Concerns about AI bubbles that are likely to last

Investors have been worried about the AI ​​bubble for quite some time, and the rally faces the risk of AI sentiment being sour, squeezing investment and stock prices down.

So far, tech companies have been able to show investors enough AI profits because Wall Street is happy with its spending, says Gannatti. “But you always feel like you're always away from one revenue cycle from a negative interpretation of a particular announcement.

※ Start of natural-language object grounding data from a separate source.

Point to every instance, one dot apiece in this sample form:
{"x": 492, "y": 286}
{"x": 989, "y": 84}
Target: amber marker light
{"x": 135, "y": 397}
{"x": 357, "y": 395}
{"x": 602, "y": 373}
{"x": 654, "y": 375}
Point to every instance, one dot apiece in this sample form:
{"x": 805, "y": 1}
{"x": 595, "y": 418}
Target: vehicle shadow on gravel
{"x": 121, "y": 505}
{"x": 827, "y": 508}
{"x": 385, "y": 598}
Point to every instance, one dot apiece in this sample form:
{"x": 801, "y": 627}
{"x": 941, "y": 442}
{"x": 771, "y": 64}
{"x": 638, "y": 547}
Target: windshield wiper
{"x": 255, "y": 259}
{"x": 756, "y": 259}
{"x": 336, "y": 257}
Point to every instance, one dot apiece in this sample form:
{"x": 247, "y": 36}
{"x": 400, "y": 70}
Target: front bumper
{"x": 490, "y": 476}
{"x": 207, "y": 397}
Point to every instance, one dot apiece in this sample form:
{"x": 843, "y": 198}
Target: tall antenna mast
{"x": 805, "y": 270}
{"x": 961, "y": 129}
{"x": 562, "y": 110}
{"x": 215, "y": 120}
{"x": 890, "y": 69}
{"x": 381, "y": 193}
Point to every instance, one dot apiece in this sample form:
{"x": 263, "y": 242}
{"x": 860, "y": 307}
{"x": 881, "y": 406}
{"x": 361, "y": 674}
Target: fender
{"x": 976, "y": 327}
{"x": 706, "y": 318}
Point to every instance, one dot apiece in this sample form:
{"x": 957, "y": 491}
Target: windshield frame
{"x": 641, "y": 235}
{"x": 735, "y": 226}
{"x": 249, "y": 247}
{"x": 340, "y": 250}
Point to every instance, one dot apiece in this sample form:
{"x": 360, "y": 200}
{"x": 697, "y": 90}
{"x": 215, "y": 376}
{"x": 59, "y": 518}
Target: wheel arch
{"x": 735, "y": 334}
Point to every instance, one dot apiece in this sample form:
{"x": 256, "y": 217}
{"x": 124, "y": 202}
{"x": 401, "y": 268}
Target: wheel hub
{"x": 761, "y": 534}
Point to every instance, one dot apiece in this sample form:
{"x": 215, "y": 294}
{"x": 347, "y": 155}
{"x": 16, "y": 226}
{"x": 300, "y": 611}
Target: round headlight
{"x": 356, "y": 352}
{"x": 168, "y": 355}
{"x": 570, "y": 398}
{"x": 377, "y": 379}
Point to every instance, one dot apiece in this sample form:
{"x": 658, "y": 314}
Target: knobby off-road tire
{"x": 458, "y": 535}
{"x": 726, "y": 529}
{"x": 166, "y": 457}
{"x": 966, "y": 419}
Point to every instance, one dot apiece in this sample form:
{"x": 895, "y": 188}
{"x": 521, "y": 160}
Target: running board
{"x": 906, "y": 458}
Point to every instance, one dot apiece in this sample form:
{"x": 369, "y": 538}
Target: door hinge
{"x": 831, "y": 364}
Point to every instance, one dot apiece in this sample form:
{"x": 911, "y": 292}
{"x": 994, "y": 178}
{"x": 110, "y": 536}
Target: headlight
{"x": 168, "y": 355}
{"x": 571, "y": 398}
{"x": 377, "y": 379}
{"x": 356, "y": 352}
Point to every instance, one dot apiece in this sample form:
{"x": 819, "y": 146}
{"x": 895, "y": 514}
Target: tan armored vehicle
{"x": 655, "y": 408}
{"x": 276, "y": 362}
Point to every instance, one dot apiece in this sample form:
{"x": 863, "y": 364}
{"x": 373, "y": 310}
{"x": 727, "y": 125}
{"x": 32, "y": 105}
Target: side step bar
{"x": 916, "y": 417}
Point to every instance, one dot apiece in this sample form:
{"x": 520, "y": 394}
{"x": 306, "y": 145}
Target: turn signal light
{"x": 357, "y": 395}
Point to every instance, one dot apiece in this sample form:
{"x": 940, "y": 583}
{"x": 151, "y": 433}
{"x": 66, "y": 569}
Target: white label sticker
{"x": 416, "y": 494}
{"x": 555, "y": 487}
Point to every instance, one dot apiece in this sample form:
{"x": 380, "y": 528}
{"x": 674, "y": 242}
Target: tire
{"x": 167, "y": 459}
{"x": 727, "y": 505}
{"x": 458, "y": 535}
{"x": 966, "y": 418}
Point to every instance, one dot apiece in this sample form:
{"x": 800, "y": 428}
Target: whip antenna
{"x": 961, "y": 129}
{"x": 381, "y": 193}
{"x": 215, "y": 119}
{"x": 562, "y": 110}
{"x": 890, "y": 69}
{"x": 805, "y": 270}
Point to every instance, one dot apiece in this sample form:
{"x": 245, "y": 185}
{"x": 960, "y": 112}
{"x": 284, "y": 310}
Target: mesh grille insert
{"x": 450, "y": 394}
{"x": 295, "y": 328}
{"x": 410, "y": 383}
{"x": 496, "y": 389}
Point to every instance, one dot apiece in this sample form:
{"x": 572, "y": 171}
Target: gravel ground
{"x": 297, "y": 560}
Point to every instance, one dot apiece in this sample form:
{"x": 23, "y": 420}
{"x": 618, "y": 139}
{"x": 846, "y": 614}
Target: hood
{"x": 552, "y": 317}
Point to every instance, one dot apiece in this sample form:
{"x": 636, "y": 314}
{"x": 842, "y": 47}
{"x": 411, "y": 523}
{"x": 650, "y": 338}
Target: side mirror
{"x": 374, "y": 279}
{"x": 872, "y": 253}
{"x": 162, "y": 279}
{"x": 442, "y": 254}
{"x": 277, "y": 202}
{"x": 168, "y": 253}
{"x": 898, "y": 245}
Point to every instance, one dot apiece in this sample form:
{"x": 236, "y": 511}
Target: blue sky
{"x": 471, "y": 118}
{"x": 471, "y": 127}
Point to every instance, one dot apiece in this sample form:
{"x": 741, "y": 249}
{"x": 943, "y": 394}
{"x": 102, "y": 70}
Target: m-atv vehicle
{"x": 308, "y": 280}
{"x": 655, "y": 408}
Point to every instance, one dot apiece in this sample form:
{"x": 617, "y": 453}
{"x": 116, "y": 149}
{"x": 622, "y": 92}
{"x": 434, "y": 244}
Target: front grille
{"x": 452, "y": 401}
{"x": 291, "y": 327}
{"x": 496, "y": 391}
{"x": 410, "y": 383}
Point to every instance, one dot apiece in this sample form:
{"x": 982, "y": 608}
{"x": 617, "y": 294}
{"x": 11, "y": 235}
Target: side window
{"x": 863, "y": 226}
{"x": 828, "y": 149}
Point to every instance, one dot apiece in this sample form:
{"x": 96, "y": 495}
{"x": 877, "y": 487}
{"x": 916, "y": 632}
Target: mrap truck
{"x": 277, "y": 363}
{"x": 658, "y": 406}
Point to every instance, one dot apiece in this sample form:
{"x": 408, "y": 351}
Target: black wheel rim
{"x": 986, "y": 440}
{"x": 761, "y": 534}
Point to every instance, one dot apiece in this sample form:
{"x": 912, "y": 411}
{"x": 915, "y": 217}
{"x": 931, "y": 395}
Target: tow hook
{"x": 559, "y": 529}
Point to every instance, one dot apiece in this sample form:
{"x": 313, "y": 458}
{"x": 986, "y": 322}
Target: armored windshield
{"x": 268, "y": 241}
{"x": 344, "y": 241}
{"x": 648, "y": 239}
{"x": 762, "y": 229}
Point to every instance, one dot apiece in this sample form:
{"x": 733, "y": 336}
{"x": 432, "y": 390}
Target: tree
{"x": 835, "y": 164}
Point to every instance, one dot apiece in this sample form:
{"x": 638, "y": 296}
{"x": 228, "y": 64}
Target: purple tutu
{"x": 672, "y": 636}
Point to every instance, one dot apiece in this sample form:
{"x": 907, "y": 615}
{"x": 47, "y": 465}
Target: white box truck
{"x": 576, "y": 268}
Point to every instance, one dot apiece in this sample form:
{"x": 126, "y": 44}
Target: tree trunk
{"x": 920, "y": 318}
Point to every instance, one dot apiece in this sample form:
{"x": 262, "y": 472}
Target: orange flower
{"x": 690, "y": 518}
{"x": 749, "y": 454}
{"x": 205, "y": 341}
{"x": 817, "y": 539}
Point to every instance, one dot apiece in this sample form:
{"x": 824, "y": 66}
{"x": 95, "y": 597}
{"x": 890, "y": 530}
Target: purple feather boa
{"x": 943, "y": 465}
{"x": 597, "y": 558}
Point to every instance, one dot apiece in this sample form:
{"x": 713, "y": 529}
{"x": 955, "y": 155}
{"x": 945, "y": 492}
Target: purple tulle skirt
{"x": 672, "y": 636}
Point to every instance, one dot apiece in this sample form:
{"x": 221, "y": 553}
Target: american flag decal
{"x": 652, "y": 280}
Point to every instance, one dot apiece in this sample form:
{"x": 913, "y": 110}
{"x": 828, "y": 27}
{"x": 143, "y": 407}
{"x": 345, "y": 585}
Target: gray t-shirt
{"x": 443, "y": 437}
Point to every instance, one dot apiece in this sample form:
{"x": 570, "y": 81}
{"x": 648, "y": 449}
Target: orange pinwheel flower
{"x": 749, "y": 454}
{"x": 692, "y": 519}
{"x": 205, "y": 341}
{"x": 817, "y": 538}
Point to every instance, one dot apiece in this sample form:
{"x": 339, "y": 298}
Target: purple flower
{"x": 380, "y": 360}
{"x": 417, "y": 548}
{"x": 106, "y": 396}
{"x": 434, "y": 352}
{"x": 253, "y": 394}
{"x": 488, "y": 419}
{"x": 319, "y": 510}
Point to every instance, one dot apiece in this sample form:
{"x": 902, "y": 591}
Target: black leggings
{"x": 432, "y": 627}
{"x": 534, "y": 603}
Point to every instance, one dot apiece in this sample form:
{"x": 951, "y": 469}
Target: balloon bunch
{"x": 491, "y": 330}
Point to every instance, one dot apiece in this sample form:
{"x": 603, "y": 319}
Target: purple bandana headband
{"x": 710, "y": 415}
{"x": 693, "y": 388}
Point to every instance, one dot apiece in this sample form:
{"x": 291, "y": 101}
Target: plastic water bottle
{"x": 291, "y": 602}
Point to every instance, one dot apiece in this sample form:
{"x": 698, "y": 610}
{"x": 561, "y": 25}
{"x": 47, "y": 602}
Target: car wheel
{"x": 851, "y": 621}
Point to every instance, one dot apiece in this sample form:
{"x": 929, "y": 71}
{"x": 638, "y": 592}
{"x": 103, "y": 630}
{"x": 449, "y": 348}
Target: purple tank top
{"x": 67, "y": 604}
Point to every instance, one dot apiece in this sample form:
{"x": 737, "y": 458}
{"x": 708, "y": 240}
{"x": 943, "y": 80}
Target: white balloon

Several events this year seemed temporarily to be this fork moment. In January, investors gained winds from the super-efficient reasoning model of Chinese startup Deepseek, temporarily questioning the wisdom of Silicon Valley's AI spending. AI was also surprised at the summer when a survey by MIT found that 95% of corporate-generated AI pilot projects failed to achieve return on investment. However, at every opportunity, investors shaking panic and continuing to build up on AI stocks.

There is reason to be optimistic that today's AI boom is more resilient than the bubbles that are often compared. “The positive is that at least it's not funded with debt yet,” Gunnatti said. “So, for example, it wasn't like the optical buildouts of fiber in 1999 and 2000, and the companies didn't have the basics.”

Instead, companies that fund AI build-outs have the biggest business, the healthiest balance sheet, and the deepest pocket of any company on the planet. Their highly profitable non-AAi companies can mitigate the fallout of emotional change to AI.